Japan’s growing generic market woos more Indian pharma firms
Four years after the last buyout, more Indian
pharmaceutical firms are eyeing acquisition opportunities in Japan, the world’s
second largest drug market.
Except Mumbai-based Lupin Ltd, which made its
second buyout in 2011 in Japan, none of the Indian drug makers have been able
to establish a footprint in the $115-billion Japanese pharma market.
Last Friday, ET Now television news channel
said Sun Pharmaceuticals Industries Ltd was planning to acquire the Japanese
drug portfolio of Swiss firm Novartis to make its entry into Japan.
Sun Pharma, which acquired Ranbaxy Ltd for $4
billion last year, also plans to raise up to Rs.12,000 crore through
convertible debentures or a qualified institutional placement (QIP) for
expansion and acquisitions.
Japan, where drug sales were estimated at
$115 billion in 2013, accounts for nearly 10% of the global pharma market,
compared with 38.4% for the US and 20.7% for western Europe, according to a
2014 Deloitte report.
“The growth will mainly come from higher
generic penetration.
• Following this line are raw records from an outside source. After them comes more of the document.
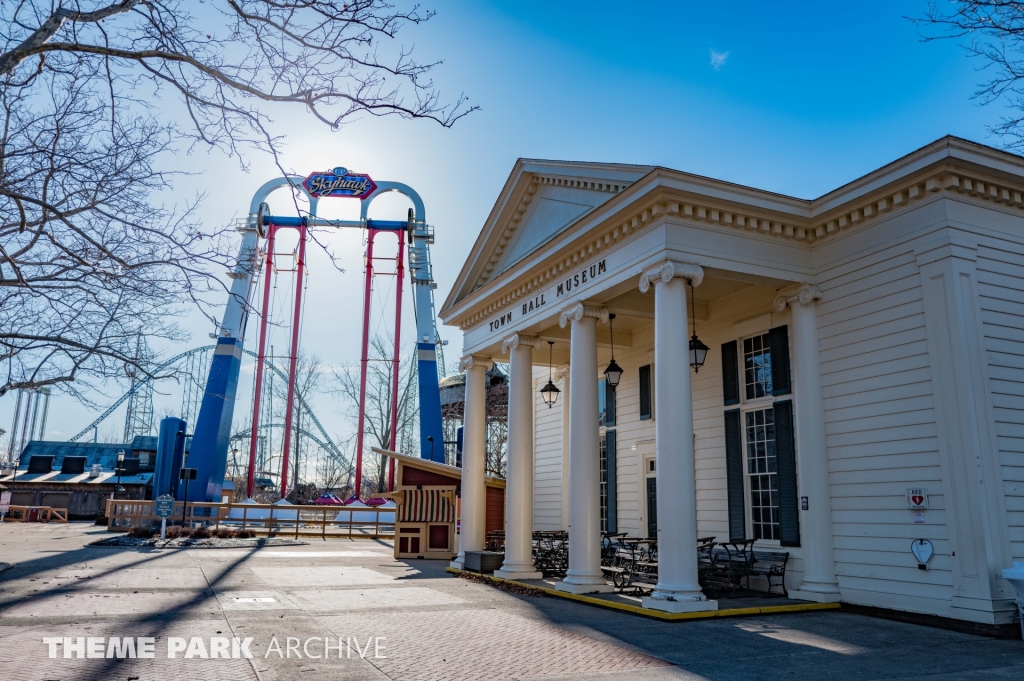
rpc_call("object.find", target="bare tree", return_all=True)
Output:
[334,336,420,494]
[911,0,1024,150]
[0,0,472,395]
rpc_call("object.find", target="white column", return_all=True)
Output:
[555,303,612,594]
[452,354,493,569]
[555,365,569,531]
[640,260,718,612]
[775,284,840,602]
[495,334,543,580]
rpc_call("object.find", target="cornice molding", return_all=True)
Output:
[502,334,541,354]
[558,303,608,329]
[459,354,495,372]
[456,167,1024,330]
[772,282,821,312]
[476,175,632,288]
[640,260,703,293]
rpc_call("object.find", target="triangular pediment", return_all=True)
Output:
[444,159,653,308]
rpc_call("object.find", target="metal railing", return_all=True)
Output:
[3,504,68,522]
[106,499,397,539]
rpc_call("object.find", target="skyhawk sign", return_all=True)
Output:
[302,168,377,199]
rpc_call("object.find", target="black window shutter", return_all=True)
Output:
[647,477,657,539]
[604,381,615,426]
[640,365,650,421]
[725,409,746,542]
[722,341,739,407]
[604,430,618,533]
[774,399,800,546]
[768,327,792,395]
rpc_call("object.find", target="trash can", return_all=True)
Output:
[1002,562,1024,638]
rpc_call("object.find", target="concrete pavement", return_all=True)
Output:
[0,523,1024,681]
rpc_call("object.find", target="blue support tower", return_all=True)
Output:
[153,416,187,499]
[175,216,259,502]
[189,171,444,502]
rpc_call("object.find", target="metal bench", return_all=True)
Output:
[746,551,790,598]
[534,531,569,577]
[708,539,754,598]
[601,537,657,596]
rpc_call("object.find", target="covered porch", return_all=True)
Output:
[452,259,839,613]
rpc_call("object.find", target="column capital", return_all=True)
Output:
[558,303,608,329]
[459,354,495,372]
[555,365,569,381]
[640,260,703,293]
[502,334,541,354]
[772,282,821,312]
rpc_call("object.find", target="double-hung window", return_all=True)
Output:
[722,327,800,546]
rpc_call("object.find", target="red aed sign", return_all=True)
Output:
[302,167,377,199]
[906,487,928,510]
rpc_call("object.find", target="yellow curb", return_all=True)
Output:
[445,567,841,622]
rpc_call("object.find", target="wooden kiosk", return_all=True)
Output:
[373,448,505,560]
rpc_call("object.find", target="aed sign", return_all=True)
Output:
[906,487,928,511]
[155,495,174,518]
[302,167,377,199]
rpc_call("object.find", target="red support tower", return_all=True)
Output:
[354,226,406,499]
[246,223,306,499]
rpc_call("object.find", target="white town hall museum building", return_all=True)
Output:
[441,137,1024,626]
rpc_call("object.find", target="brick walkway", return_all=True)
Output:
[0,523,1024,681]
[321,609,671,681]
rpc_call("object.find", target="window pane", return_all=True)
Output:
[743,405,781,540]
[598,435,608,533]
[743,334,772,399]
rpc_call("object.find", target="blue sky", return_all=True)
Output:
[0,0,1000,449]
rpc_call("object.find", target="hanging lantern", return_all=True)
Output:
[690,282,708,374]
[604,314,623,390]
[541,341,561,409]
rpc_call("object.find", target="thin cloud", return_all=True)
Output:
[710,48,729,71]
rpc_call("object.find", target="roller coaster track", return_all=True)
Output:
[68,345,351,471]
[231,423,352,476]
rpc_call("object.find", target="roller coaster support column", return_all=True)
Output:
[385,225,412,492]
[355,229,377,499]
[281,224,306,499]
[246,228,276,499]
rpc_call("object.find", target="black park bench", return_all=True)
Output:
[746,551,790,598]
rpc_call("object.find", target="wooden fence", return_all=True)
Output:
[106,499,397,539]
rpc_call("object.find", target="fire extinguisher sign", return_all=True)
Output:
[906,487,928,511]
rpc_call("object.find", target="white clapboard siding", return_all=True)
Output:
[977,240,1024,560]
[815,245,952,614]
[534,367,563,530]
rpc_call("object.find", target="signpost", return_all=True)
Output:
[178,468,197,527]
[156,495,174,539]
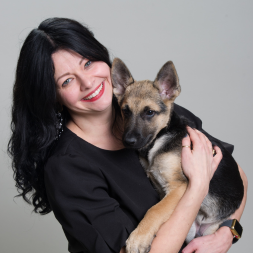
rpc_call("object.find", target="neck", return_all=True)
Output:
[67,106,123,150]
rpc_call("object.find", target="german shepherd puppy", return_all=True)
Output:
[111,58,244,253]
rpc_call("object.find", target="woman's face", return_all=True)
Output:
[52,50,112,115]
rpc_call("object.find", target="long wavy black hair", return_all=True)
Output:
[8,18,119,214]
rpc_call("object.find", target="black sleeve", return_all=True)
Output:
[174,104,234,154]
[45,154,133,253]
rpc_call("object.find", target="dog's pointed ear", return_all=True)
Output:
[155,61,181,101]
[111,58,134,98]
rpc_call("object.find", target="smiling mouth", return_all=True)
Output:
[82,82,104,102]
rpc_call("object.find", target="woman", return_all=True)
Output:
[9,18,247,253]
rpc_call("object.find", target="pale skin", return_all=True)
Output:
[52,50,247,253]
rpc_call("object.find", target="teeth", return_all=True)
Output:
[84,83,103,100]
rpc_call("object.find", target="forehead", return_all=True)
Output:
[121,80,163,111]
[52,49,83,75]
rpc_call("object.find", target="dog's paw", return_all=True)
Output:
[126,227,155,253]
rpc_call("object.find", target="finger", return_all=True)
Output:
[182,134,191,154]
[212,146,223,172]
[196,130,213,156]
[187,126,200,149]
[182,239,197,253]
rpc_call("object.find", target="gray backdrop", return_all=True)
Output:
[0,0,253,253]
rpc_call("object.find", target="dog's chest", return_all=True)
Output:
[140,133,185,197]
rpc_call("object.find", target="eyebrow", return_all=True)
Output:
[56,57,85,83]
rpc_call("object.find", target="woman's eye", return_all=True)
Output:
[62,78,72,87]
[84,61,91,67]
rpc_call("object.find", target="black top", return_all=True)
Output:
[45,105,233,253]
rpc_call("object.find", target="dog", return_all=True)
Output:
[111,58,244,253]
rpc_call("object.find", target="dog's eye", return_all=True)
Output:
[146,110,155,118]
[122,106,131,117]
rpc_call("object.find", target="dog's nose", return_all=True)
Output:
[124,137,137,147]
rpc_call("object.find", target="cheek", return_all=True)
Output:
[59,89,77,106]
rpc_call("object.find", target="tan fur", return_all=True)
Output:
[112,59,187,253]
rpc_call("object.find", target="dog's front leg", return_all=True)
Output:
[126,183,187,253]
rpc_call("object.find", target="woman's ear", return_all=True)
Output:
[154,61,181,101]
[111,58,134,98]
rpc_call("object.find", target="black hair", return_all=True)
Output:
[8,18,119,214]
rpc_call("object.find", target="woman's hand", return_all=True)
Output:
[182,227,233,253]
[182,127,222,194]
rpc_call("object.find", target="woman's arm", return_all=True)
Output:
[182,165,248,253]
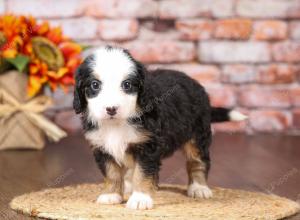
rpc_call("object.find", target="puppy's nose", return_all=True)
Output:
[106,106,118,116]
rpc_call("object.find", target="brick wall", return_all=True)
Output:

The government is keen to have a larger generic share to
reduce their healthcare costs,” said Kewal Handa, a former managing director of
Pfizer Ltd, the Indian unit of the largest US drug maker.
An ageing population and mounting health
costs have prompted the Japanese government to try and increase the presence of
generic drug makers, bringing the Japanese market under the radar of Indian
pharmaceutical companies.
“Japan’s rapidly ageing population—just over
a quarter of the population was aged 65+ in 2013, up from 12% in 1990, and
accounting for over 50% of the country’s healthcare costs—is expected to drive
demand for pharmaceuticals in 2014-2018,” the Deloitte report said.
The state-funded National Health Insurance
scheme covers every citizen in Japan. In 2010, as part of efforts to increase
the generic penetration, the government launched a series of reforms targeting
30% of the drug market by 2014 and 60% by 2017, from 18% in 2010.
Besides the reported move by Sun Pharma,
other Indian generics makers, including Dr Reddy’s Laboratories and Glenmark
Pharmaceuticals Ltd, are exploring options for entering Japanese generics
market with their formulation drugs.
“Currently, the Japanese government is
pushing heavily for the consumption of generic drugs, from 30% in 2014 to 60%
in next couple of year,” said Nilesh Gupta, managing director, Lupin Ltd in his
interview in August.
“We see tremendous potential in areas of
central nervous system and cardiovascular (drugs) in Japan, and are keen for
more acquisition,” Gupta added.
Lupin is the only Indian pharma company to
have a presence in the Japanese generic market from which it currently earns
about 12% of annual revenue. Till date, Lupin Ltd has made two buyouts in
Japan: Tokyo-based I’rom Pharmaceutical Co. Ltd in 2011 and Kyowa
Pharmaceutical Industry Co. Ltd in 2007.
In July, Lupin got shareholder approval to
raise up to Rs.7,500 crore via issue of securities.
However, Indian drug makers have several
concerns about the Japanese market. “It’s difficult to get higher launch prices
unless the drug is innovative and cost effective. The margins are coming down
and prices don’t rule high. The Japanese pharma industry has been
self-sufficient with many domestic companies and they prefer their local
companies over global companies,” Handa said.